The Story
Why it exists.
The beginning
Sui Love arrived in 2002, crafted by perfumer Jean-Louis Grauby for Anna Sui. The American designer of Chinese heritage, whose East Village boutique had become a destination for those seeking something beyond mainstream fashion, brought her characteristic collision of vintage pop culture and street-level optimism to this fragrance. Sui Love translates that aesthetic into something you could wear anywhere, a bright and unapologetic declaration of sweetness that refuses to apologize for being exactly what it is. The fragrance opens with a sunny, almost naive quality, like the optimism of a decade that believed in something bigger than itself.

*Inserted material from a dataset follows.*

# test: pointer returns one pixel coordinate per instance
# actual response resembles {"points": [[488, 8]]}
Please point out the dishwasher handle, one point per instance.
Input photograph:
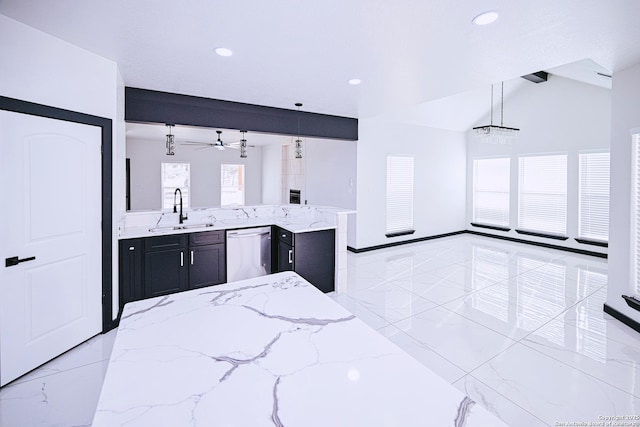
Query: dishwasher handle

Osmanthus, a small flower from East Asia with a distinctive apricot-tea character, shares top billing with passion fruit and Sicilian bergamot. Together these notes create an opening that feels simultaneously familiar and unexpected, the tropical sweetness of passion fruit softened by osmanthus and lifted by bergamot's citrus brightness. The heart is populated by tuberose and jasmine in their most generous expression, softened by water lily's cool aquatic note. These florals arrive with confidence, layering their sweetness into the composition.
The evolution
The first twenty minutes are the fullest expression of the fragrance. Osmanthus and passion fruit arrive together, sweet, almost candied, with a tropical brightness that feels like sunlight through a window you forgot to close. Bergamot adds citrus sharpness that prevents the opening from becoming overly sweet. Then the florals take over. Tuberose, jasmine, and orange blossom push through in a wave that makes its presence known, this fragrance doesn't hide its intentions. The garden holds for hours, water lily and white rose providing counterbalance, a cooler register that keeps the composition from collapsing under its own generosity. Pink pepper appears and disappears, a flicker of spice that keeps the heart from becoming static. The drydown reveals its rewards as the florals soften.
Cultural impact
Osmanthus, a flower central to Chinese poetry and perfumery traditions, brings its distinctive apricot-tea nuance to Sui Love. Anna Sui, a designer whose work consistently blends her Chinese heritage with American influences, incorporated this botanical element into a fragrance that feels both personal and accessible. The osmanthus note adds a layer of cultural depth that distinguishes the scent from its contemporaries, offering wearers something rooted in a rich perfumery tradition while remaining firmly in the fruity-floral territory that characterized much of the era's popular fragrances.